This coming week is national Nutrition and Hydration week, so let’s take a look at hydration.
About 60% of your body weight is made of water. You need it for every single body function. As little as a 2% decrease in body water can lead to dehydration and performance detriments in sports. When your water levels decrease by higher levels like 3% or 4%, there are physiological changes that occur that may have health consequences, such as increased heart rate and body temperature.
So how much water do we need?
Well, the short answer is that everyone’s different; but we lose water every time we go to the toilet, every time we breath, etc. As a rule of thumb, given the British climate; we ideally want to drink about 30ml of water for every 1kg of body weight – which equates to 1 pint for every 3 stone. This needs to increase when we exercise or are in a warmer or drier environment (such as a heat wave.

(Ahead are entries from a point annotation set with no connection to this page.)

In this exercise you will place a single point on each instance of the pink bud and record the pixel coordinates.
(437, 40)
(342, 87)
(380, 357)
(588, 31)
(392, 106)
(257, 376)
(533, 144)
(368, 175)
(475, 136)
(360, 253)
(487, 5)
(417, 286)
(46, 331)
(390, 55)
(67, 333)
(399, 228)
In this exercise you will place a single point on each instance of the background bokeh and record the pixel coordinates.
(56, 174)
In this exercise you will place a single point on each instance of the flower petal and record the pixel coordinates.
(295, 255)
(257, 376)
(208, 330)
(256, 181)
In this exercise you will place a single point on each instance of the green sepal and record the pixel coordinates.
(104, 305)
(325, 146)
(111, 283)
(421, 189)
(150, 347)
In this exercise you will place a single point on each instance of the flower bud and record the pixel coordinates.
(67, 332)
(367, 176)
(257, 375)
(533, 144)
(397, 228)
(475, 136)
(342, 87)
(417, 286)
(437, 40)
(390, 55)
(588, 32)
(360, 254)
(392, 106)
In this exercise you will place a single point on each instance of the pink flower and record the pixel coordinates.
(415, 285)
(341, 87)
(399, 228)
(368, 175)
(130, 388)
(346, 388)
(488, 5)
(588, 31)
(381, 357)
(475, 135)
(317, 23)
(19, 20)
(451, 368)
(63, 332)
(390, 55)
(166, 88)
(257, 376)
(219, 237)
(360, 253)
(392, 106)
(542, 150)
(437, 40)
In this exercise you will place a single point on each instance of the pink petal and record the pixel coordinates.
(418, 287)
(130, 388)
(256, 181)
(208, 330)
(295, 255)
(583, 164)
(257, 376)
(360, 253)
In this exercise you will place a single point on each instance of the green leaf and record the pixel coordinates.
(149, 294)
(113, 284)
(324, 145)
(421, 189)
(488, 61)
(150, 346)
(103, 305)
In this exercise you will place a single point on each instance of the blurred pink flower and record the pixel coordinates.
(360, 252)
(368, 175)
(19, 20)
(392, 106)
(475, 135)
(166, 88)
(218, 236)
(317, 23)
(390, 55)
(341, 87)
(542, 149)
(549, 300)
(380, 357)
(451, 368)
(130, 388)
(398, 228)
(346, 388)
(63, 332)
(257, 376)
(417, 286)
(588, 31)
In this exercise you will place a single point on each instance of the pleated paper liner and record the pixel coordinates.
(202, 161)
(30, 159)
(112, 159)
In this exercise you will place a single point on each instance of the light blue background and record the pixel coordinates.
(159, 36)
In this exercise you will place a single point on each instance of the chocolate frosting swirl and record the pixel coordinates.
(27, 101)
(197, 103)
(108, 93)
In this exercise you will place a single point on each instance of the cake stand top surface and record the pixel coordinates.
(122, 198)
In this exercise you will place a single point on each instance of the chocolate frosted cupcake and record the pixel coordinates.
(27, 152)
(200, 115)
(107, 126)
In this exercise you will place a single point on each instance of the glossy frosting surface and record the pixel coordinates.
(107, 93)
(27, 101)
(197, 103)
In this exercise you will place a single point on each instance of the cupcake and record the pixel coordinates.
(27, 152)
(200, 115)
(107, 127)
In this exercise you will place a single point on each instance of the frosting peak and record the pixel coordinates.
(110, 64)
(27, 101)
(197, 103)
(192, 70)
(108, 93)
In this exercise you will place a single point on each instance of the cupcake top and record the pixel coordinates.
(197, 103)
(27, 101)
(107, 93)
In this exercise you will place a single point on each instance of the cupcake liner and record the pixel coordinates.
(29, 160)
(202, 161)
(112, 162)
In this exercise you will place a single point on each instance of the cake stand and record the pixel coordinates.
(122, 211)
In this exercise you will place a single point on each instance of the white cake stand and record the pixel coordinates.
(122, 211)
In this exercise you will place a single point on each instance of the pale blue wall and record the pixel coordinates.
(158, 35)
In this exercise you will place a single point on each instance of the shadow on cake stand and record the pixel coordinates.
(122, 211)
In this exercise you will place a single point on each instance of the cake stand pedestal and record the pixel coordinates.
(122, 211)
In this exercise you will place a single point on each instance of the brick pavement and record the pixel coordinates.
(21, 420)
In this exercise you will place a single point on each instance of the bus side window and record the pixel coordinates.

It should also be noted that children tend to have higher metabolisms, so they need approximately half again.
Bear in mind, that you don’t want all your water in one go, or you will flood your kidneys, and they’ll just pass it all out; so drink little and often through the day. 4 pints a day can be easily broken down as ¼Pt every hour for 16 hours.
What counts as “water”?
Well, any drink does; as do high-water content foods like soup, yoghurt or ice-cream.
It is also true that caffeine and alcohol both have a diuretic effect that can alter your personal need; that would depend on how strong the drink is. Quite honestly, caffeine and alcohol at strengths to actively count as negative hydration; doesn’t tend to come in portions that are worth counting for water intake anyway. As a rule of thumb, I wouldn’t count “real” coffee, energy drinks or spirits-strength alcoholic drinks when assessing water intake; but would count weaker drinks – whilst acknowledging that this is a fudge and that everyone is different.